Re: Data Ontap 8.1 upgrade - RLW_Upgrading process in the background BEWARE!! - Page 2

davidrnexon · ‎2012-06-24

Hi,

We recently upgraded ontap from version 8.02 to 8.1. We read through the release notes, upgrade advisor and the upgrade notes, proceeded with the upgrade which was quite smooth BUT..

No where in the release notes or 8.1 documentation does it mention that in the background (after the upgrade) there is a background process that runs that can potentially dramatically degrade performance of your filer. If anyone from Netapp reads this, can you please ask to add this caveat into the release notes and upgrade advisor.

Right after upgrading there is a background process that begins which is entitled rlw_upgrading. RLW is short for Raid Protection Against Lost Writes. It is new functionality that is added into Data Ontap 8.1.

to see this process you need to be in priv set diag and then aggr status <aggr_name> -v

The issue is, while this process is running, and your dedupe jobs kick in, the CPU will sky rocket to 99% and filer latency goes through the roof. The only way to run the filer sufficiently is to either disable all dedupe, or turn all dedupe schedules to manual.

The problem is, this background process has been running for the last 3 weeks on one filer, and the last 2 weeks on another filer.

I have a case open with Netapp at the moment, but was wondering if anyone else has experience with this, or any recommendations/commands as for us to see how long this process has left to complete because no one seems to know much about this process or function ?
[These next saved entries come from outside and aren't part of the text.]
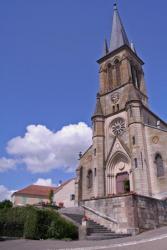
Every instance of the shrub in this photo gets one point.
(34, 223)
(6, 204)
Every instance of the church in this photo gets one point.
(129, 144)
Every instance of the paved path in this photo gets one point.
(152, 240)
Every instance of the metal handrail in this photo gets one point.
(100, 214)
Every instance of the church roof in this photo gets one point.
(133, 94)
(118, 34)
(98, 109)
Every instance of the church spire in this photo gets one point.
(118, 35)
(105, 49)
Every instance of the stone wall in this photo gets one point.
(132, 213)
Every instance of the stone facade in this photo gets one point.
(128, 151)
(129, 213)
(23, 200)
(65, 194)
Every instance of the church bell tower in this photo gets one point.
(122, 93)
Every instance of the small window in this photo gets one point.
(136, 163)
(90, 179)
(94, 126)
(159, 165)
(109, 76)
(131, 111)
(133, 140)
(72, 197)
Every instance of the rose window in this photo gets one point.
(118, 126)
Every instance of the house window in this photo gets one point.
(159, 165)
(72, 197)
(90, 179)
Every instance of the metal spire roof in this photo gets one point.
(118, 35)
(105, 50)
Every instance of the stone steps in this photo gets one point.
(96, 231)
(105, 236)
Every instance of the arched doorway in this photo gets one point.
(122, 183)
(118, 174)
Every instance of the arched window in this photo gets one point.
(135, 77)
(118, 72)
(109, 76)
(159, 165)
(90, 179)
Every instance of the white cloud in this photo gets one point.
(44, 182)
(42, 150)
(6, 164)
(5, 194)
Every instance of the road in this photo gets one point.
(152, 240)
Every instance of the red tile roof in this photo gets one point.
(35, 190)
(42, 191)
(63, 184)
Becasuse for the last 2-3 weeks we have not been able to run any deduplication without severly impacting filer latency.

davidrnexon · ‎2012-07-09

Just thought i'd update everyone on this issue. We have been working with Netapp for almost one month now and it's with the highest level engineers. They have basically told us that 8.1GA code has issues that could seriously degrade system performance to where it's almost unusable. There is no workaround for Ontap 8.1 however the fix is to upgrade to 8.1.1RC1. There is a public BURT that has been release which you can read here: http://support.netapp.com/NOW/cgi-bin/bol?Type=Detail&Display=510586

We are just waiting on some more test results and we will be upgrading to 8.1.1RC1 soon. I will write back to let everyone know if the performance returns to normal.

mgiard214 · ‎2012-07-13

David,

I just wanted to let you know about our case update. Our aggr scrub completed, the RLW upgrade completed, i manually retarted dedup and, unfortunately, still have the same problem of 100% CPU and 95% disk utilization. Once dedup is stopped, everything is normal. I reengaged the Netapp escalation engineers, submitted all the perfstat and stait information and they told me the same thing you were told, that the performance characteristics we are seeing on our FAS3240 is very similar to issues others have had that should be addressed in 8.1.1RC1. They also indicated that 8.1.1GA should be coming out within the next couple of weeks or so with additional fixes. My BURT of the controller shutting down is not addressed in the 8.1.1 releases. I hope to hear back from you that your upgrade to 8.1.1RC1 fixed your issues.

davidrnexon · ‎2012-07-13

I'm supprised Data Ontap 8.1GA hasn't been removed from the downloads section with all the problems it's causing everyone.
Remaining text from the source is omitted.